Today I’ve got a sudden speech about Apache Zookeeper in corporate architects community. There should have been another speaker, but he did not arrive. So, I’ve tried to introduce the tool to community. I was asked number of interesting question that can introduce Zookeeper to a person who know nothing about it. I’ve decided that such a introduction FAQ can be useful for general public, so here it is.
-
What is Apache Zookeeper?
It’s distributed coordination service. Is it much clearer now? :-) See next Qs for practical answers. -
What is it good for?
Reliable and HA locks, semaphores, latches, leader election, atomic counters, barriers, queues (but see limitations). See recipes. -
What are the wrong usages of Zookeeper?
Data transfer, Data storage, fast in-memory operations. It looks like file system, but don’t be fooled. It is not file system. -
Why should not it be used for data transfer or storage?
Single element (node) can hold only 1MB of data. All the data is in memory on all the servers (no sharding, no disk overflow). -
How fast is it?
Depends on your hardware.

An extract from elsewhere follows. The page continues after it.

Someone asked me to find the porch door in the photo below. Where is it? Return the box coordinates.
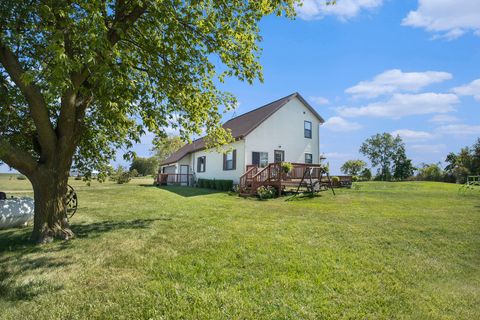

Usually ~10K write ops. More important is that write speed does not scale when you increase number of severs. Read speed scales. Every your action is written to disk with flush. Sometimes I want for this to be optional :-) -
Are there other limitations?
You should not make too many children in the single “folder” (parent node) if you want to get children list. The children list should not overflow 1MB limit to be returned to you. -
What are those recipes?
Zookeeper provides low-level primitives to implement different things, like locks. Such an implementation is usually named recipe. While Zookeeper documentation has some simple recipes, they are too simple to be fully correct and efficient. It’s highly recommended to use some good recipes library, like Apache Curator. -
Is Zookeeper stable?
It’s used in enterprises level solutions, like HBase or Fuse Fabric. -
Is it Java-only?
Zookeeper is written in java, but has well defined protocol and clients for other languages.